Are you curious to learn more about the history of other nations? Have you always wanted to visit some of the world's most important historical sites? Are you a history buff who wants to embark on a study abroad program focused on history? Fortunately for you, there are a good variety of study abroad programs for history majors and destinations.
Popular destinations include Germany, England, France, Italy, and Greece. If you'd like something less typical, venture to China, Japan, Egypt, Jordan, Cuba, or Latin America to learn about non-Western history.
For program types, you can opt from a traditional study abroad program attending classes at a university, a study-travel program, or short-term programs led by professors from your home university over the summer.
Learn about history from the source or listen to a different side of the same story by studying history abroad.

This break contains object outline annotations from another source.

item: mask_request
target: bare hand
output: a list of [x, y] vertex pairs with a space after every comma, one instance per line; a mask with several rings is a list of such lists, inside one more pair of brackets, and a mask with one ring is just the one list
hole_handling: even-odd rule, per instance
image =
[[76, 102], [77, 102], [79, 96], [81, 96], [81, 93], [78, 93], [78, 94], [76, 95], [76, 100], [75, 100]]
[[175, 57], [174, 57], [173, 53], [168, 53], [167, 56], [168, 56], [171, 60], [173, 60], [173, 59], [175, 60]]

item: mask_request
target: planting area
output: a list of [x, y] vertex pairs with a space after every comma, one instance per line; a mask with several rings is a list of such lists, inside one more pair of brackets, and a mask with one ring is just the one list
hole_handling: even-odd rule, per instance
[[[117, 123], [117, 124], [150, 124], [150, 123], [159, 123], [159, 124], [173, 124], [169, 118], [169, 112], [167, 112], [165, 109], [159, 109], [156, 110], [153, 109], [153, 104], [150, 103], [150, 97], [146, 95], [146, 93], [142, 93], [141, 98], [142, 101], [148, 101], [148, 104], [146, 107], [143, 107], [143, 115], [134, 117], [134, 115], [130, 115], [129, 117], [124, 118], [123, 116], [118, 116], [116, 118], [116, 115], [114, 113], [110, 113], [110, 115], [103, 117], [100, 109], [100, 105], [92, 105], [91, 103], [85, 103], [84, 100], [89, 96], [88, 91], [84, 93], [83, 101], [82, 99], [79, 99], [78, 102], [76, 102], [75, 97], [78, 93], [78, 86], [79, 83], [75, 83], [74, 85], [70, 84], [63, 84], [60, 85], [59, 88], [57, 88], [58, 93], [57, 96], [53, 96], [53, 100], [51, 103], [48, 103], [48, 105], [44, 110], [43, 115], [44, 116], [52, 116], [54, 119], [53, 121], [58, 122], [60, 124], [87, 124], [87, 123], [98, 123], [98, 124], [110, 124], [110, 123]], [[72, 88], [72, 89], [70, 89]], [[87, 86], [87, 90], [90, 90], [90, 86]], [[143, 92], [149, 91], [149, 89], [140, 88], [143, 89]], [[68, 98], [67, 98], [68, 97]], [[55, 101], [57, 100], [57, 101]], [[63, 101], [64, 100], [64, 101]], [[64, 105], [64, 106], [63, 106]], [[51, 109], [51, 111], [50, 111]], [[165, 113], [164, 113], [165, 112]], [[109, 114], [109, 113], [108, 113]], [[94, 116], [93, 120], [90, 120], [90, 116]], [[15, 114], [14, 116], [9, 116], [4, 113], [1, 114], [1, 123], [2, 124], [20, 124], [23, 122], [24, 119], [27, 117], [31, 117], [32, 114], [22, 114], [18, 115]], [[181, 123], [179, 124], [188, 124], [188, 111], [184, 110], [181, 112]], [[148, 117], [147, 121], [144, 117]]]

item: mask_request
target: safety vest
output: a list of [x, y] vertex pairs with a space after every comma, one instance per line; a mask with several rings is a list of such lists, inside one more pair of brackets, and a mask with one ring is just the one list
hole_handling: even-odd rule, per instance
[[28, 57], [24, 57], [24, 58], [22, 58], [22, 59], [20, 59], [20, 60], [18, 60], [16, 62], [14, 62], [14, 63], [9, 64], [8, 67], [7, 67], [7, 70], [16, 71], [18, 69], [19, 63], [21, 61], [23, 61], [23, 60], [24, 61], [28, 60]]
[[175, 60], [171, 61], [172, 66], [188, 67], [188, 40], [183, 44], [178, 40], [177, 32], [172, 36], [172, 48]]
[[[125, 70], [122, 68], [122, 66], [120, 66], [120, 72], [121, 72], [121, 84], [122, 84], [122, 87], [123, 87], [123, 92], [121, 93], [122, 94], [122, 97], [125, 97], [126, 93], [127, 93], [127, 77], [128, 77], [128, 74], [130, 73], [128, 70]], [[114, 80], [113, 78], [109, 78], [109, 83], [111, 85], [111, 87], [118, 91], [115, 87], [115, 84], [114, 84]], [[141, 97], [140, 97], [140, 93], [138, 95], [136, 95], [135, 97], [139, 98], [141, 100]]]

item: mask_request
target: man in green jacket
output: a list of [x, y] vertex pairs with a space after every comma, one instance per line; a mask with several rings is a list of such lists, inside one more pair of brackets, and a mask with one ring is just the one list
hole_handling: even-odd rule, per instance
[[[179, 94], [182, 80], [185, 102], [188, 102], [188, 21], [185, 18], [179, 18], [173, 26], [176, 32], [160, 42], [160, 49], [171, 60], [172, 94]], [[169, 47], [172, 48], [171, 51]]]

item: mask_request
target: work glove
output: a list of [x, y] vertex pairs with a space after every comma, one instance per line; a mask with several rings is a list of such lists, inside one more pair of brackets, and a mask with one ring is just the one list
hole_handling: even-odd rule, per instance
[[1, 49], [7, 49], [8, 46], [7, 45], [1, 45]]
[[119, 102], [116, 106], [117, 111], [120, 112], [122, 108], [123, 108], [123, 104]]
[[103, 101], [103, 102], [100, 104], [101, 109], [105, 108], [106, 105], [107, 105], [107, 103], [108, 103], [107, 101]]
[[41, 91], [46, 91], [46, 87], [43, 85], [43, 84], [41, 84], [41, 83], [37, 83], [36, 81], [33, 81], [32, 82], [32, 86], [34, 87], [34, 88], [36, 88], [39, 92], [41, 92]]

Photo: Melanie van Leeuwen.
The type of history you choose to study abroad depends greatly on your interests. Because there are so many options for studying history abroad, it will help to consider which topic interests you the most and go from there.
Think about the settings of your favorite movies and books. Maybe you're interested in learning more about the country your ancestors emigrated from. Perhaps you're drawn to a very specific topic like the history of Samurai and martial arts.
By studying abroad, you'll have the opportunity to engage in meaningful discussions with teachers, fellow students, and locals. So think about the questions you're most anxious to have answered and it should help you narrow down your search.
Here are some popular topics to get you started:
When we learn of past wars, especially ones that didn't involve our home country, we only learn one side of the story. If you're interested in war history, take this chance to learn the details that can only come from locals.
Studying war history can take you anywhere in the world. You could study the World Wars in Europe, the battles of Genghis Khan in Mongolia, or the French Revolution in Paris.
Your classes and teachers will provide a great deal of valuable information but make sure to take full advantage of your time by visiting museums, memorials, and respectfully talking to locals to learn their perspectives as well.
Politics and History
Another popular option for studying history abroad is to take it in combination with politics. Study the political history of the country from those who know it best.
The United States is unique because it's relatively young. Democracy in the US only goes back a few hundred years while many other countries have political history records that go back thousands of years with a wide range of government types.
Explore the similarities and differences between your host and home countries. Read local newspapers, watch the news, and join in on class discussions while keeping an open mind.
Although the people of ancient civilizations may be long gone, the ruins, artifacts, and stories are still very much alive and are begging to be explored by students who love history.
Learn methods of excavation, take language and culture classes, go on excursions that will bring the pictures of famous historical sights to life.
Where to Go
Forget everything you know about field trips from grade school and get ready to step back in time.
Touring the Coliseum in Rome makes you forget the cars rushing past right outside. The costumed guides at the Tower of London take you back to the middle of the 16th century when King Henry VIII changed the course of religious history. In Belize, Garifuna musicians and dancers tell their story of resisting colonialism through song.
Germany has seen some of the most influential historical events over the past century and offers incredible options for learning about them.
For short term study abroad experiences, city walking tours and museums provide fantastic overviews of complete Germany history and the world's most recent wars. After learning the facts in museums explore the art museums to experience moving evidence of a country touched deeply by war.
For longer stays, take every opportunity to respectfully engage in conversation with locals to understand their stories. Because this history is so recent, many German citizens will have first-hand experience.
Because there are so many places with rich histories and nearly five thousand years of stories in China, you can't go wrong studying history any city.
Try learning about the philosophy behind China's culture, military battles, religious culture, or political history.
Study history in one of the most desirable countries in the world for international education and travel. Popular topics include the history of gladiators, Catholicism, and the Roman Empire.
If you enjoy Roman takeovers, Viking invasions, plagues, beheadings, and castles, then England may be the place for you. England is also a great place to study recent history, especially if you're interested in using your degree for a career in politics.
The British Museum does a fantastic job of taking you through the world's most influential historical events. The British Library displays a wide range of meaningful historical documents from Beethoven's original sheet music to lyrics jotted down by The Beatles.
If you're not sold on these options, explore this list of 9 great cities for studying history abroad.
Planning Your Trip
Most semester or year-long programs offer you the option of staying on the college campus or with a host family. Many smaller towns recommend staying with a host family, especially when English is not commonly spoken.
There are many benefits to staying with a host family when you study abroad, but for history majors, it's especially helpful. Many host parents will be close in age to your parents or older. The firsthand knowledge they have of recent historical events will be the perfect compliment to textbooks and lectures.
If you haven't decided where you want to study and you're looking for something to tip the scales one way or another, you might look at what the museum and excursion opportunities look like. You can look up cost and proximity to help you make a decision.
Most museums in London offer free entry, Spain has free entry during certain times of the day to some museums, and many programs include museum entry fees to the total cost.
Having quick access to London's Imperial War Museum, China's Great Wall, or the Great Sphinx of Giza may be the pro on your pro/con list that decides where you'll end up.